The first one i believe.
It allows for proper circulation and provides a small current.


----------



## CmLaracy (Jan 7, 2007)

nooope akira. Second one, and I'm 100% positive on that. The first one will have a relatively strong, yet isolated straight current, from the outflow to the inflow. The corners and sides won't really get hit with flow, and it just doesn't work out. It may look like in theory it would work better, but it 100% does not. Have them on the same side next to each other creates CIRCULATION (circular flow, duh) as the water exits near the surface and enters near the bottom, going round and round. Having them on the opposite sides provides almost no circulation, and simply creates a flow in one direction like a stream. Not only is the flow incorrect, but the transfer of gases like CO2 and O2 is done incorrectly. Plants, fish, and everything in the tank needs water flow and circulation in all directions in order to function properly, and the first diagram merely shoots it all in one direction.

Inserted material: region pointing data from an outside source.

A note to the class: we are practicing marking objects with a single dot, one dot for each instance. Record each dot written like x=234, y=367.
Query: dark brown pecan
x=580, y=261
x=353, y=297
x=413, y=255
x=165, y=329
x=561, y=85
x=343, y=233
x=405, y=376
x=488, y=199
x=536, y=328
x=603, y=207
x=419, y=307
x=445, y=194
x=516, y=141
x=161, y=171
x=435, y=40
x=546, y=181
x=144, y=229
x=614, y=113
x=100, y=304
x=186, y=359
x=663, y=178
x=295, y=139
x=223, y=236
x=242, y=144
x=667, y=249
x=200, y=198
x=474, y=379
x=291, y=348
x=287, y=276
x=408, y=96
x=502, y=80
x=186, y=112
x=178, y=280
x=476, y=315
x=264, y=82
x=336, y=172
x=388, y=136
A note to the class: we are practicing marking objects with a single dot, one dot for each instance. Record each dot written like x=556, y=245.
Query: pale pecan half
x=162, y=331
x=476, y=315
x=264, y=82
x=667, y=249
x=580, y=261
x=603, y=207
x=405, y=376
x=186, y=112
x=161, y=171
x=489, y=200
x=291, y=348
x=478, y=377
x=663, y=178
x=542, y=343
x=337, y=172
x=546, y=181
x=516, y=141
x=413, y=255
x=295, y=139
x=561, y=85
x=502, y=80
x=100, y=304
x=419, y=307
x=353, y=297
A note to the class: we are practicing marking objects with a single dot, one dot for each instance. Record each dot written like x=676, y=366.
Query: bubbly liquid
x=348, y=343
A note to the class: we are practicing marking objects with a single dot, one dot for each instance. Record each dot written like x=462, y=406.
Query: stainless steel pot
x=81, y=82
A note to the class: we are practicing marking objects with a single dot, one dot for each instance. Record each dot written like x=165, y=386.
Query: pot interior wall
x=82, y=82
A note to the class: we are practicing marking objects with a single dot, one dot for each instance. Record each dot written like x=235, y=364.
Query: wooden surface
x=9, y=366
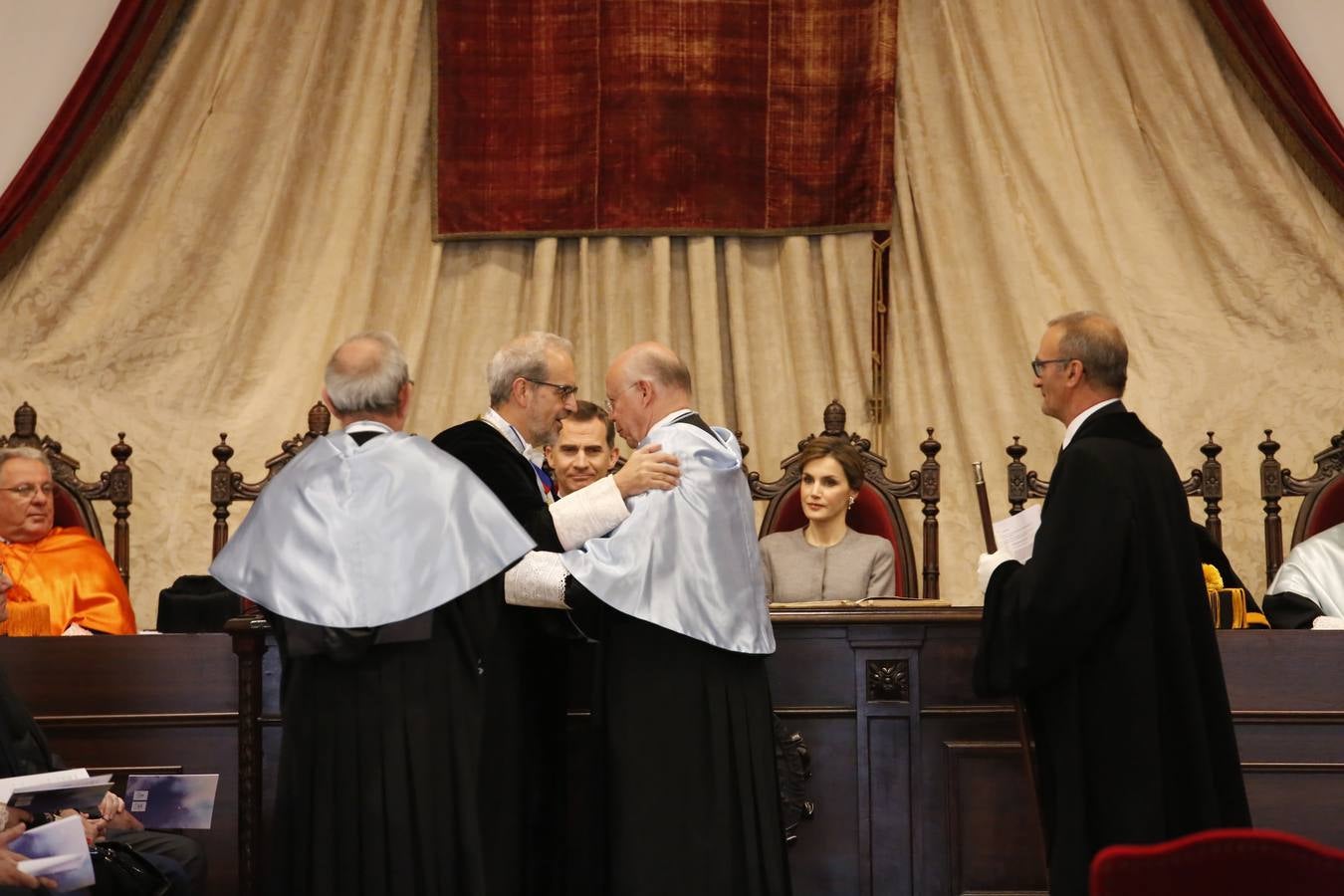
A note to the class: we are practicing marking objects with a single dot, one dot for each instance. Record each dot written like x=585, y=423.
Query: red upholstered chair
x=1221, y=862
x=74, y=496
x=1205, y=481
x=875, y=511
x=1321, y=493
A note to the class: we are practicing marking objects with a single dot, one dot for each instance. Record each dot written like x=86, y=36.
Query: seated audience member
x=583, y=450
x=825, y=559
x=24, y=751
x=1229, y=598
x=1308, y=590
x=61, y=568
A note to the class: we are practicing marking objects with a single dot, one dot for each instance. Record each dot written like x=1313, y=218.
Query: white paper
x=1017, y=534
x=10, y=784
x=57, y=850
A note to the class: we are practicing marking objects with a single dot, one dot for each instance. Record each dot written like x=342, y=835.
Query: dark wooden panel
x=825, y=856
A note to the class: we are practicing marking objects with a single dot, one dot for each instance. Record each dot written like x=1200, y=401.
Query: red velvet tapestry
x=669, y=117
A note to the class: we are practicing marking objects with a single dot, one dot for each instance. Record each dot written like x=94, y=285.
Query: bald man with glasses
x=62, y=568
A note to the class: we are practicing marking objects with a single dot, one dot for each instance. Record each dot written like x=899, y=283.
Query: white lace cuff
x=588, y=512
x=537, y=580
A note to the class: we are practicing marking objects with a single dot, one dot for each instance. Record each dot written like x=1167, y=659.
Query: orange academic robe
x=74, y=576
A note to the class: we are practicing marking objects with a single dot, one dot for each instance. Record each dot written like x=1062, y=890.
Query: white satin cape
x=1314, y=569
x=355, y=537
x=687, y=559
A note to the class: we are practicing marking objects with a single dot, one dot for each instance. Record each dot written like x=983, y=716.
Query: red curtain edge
x=1270, y=57
x=95, y=92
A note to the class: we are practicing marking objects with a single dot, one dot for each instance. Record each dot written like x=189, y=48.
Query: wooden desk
x=918, y=784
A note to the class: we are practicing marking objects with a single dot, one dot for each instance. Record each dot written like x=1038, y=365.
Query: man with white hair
x=692, y=799
x=531, y=389
x=62, y=568
x=376, y=558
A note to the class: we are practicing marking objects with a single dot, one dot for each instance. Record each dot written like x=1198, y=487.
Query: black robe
x=1106, y=635
x=523, y=745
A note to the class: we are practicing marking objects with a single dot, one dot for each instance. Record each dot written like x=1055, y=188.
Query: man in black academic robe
x=1105, y=633
x=378, y=560
x=523, y=753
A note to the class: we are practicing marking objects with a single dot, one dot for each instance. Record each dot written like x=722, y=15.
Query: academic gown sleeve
x=507, y=473
x=1041, y=617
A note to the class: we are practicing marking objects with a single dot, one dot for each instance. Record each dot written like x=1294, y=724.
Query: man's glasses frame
x=1037, y=364
x=610, y=402
x=564, y=391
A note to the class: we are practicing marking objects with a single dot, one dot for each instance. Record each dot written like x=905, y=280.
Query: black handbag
x=119, y=871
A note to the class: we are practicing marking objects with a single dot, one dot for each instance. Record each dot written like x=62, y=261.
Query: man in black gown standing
x=376, y=559
x=523, y=757
x=1105, y=633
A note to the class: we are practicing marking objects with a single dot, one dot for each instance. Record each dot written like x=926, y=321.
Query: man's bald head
x=645, y=383
x=367, y=377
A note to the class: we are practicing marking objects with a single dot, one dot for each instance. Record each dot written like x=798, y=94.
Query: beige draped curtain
x=271, y=193
x=1058, y=154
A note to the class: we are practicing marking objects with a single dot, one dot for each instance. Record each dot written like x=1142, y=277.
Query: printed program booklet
x=172, y=800
x=57, y=850
x=83, y=794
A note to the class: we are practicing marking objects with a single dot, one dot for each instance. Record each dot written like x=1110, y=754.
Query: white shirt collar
x=669, y=418
x=1071, y=430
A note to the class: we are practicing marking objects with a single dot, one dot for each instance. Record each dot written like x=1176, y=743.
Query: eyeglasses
x=610, y=402
x=564, y=391
x=26, y=491
x=1039, y=364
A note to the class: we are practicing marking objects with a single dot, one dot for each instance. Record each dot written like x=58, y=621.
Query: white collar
x=1071, y=430
x=669, y=418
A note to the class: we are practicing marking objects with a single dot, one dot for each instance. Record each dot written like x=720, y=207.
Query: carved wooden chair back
x=1321, y=493
x=875, y=510
x=227, y=485
x=74, y=496
x=1205, y=481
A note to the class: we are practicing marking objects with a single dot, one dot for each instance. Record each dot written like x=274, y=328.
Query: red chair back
x=1221, y=862
x=868, y=515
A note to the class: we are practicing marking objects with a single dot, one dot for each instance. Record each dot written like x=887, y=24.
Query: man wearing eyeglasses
x=61, y=568
x=687, y=746
x=523, y=760
x=1105, y=633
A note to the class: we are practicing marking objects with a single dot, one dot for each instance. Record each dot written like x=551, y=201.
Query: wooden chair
x=227, y=487
x=74, y=496
x=875, y=510
x=1205, y=481
x=1321, y=493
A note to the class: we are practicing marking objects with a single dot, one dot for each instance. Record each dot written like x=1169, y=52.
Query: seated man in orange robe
x=58, y=567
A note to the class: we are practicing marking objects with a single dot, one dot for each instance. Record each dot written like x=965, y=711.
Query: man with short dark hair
x=692, y=800
x=376, y=558
x=523, y=772
x=1105, y=633
x=583, y=450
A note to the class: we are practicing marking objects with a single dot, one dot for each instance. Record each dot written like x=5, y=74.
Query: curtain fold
x=89, y=114
x=1269, y=55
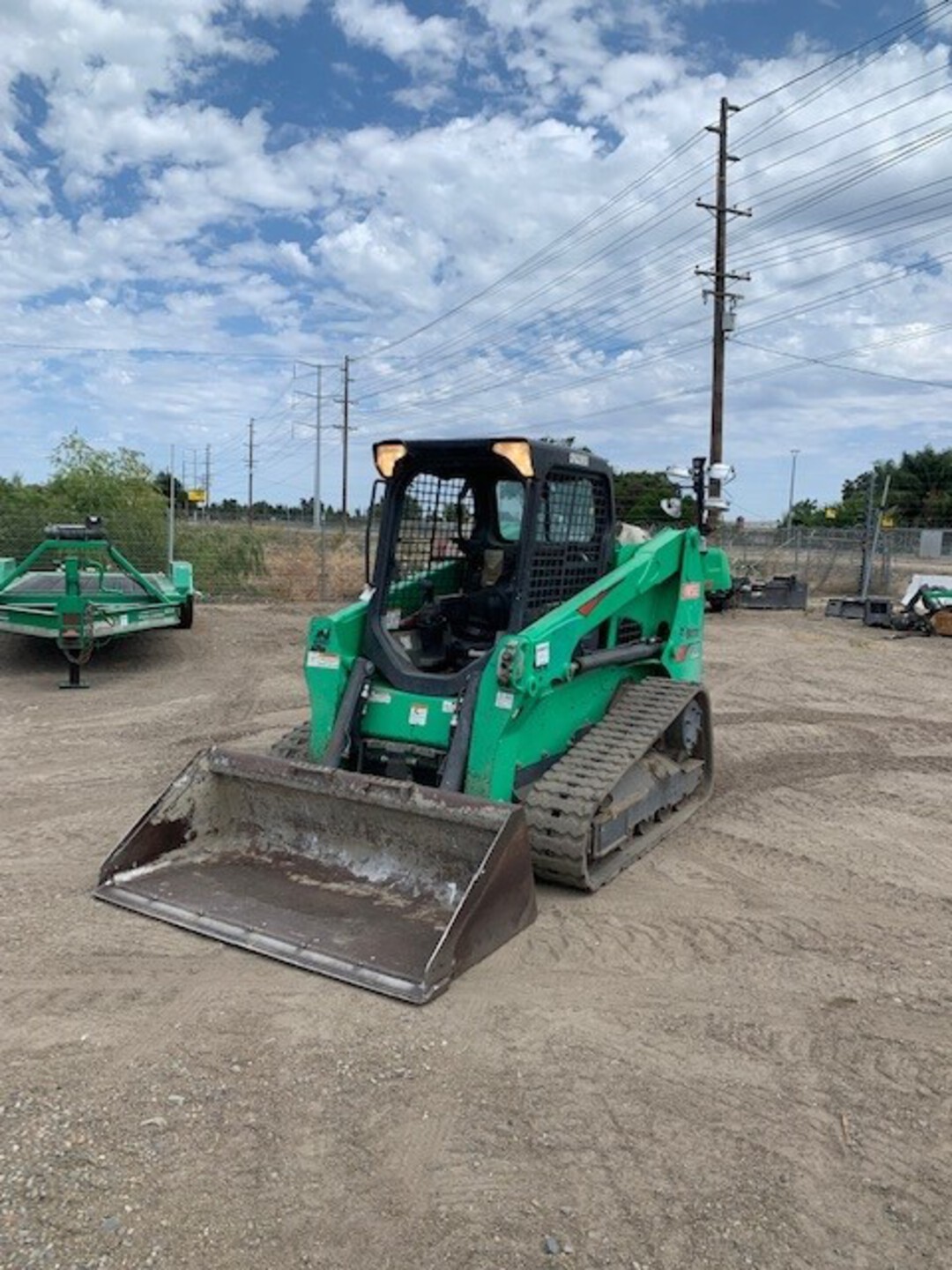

Also, take a look at all of Amano's tanks, never once will you see a filter arrangement other than diagram #2. HTH


----------



## chase127 (Jun 8, 2008)

duude! more uber advanced diagrams! lol!!


----------



## deleted_user_16 (Jan 20, 2008)

yep, i gotta keep em coming!!!


----------



## Akira (May 21, 2008)

ah,..either way i have a powerhead for a 50 gallon tank in there and it circulates very well


----------



## Omar EAZi (Aug 5, 2015)

well it's the 2nd one, but besides that you should also be away of the hard scape in your tank, coz if something is blocking the flow of the water to reach the end of the tank to circulate, you'll have lot of dead spots in your tank that have no reach of Co2 and other nutrients. just my 2 cents


----------



## Jeff5614 (Dec 29, 2005)

How about like this? Pic courtesy of ADA.

Okay, how did I bite onto a long dead post? lol


----------



## CmLaracy (Jan 7, 2007)

You ain't kidding, it was 9 years, now 11! What's with this thread lol



Jeff5614 said:


> How about like this? Pic courtesy of ADA.
> 
> Okay, how did I bite onto a long dead post? lol


----------



## mourip (Mar 15, 2020)

Still useful for those starting up a new tank. Thanks!


----------



## moke (Jan 4, 2020)

if you want a circular current in your tank, make it go counter-clockwise (if you live in the northern hemisphere). don't fight the coriolis effect.


----------



## Kampua (Jul 7, 2020)

Good advice, exactly what I need to know, thanks. 12 years later


----------



## mfnatik (Aug 22, 2014)

Good advice!


----------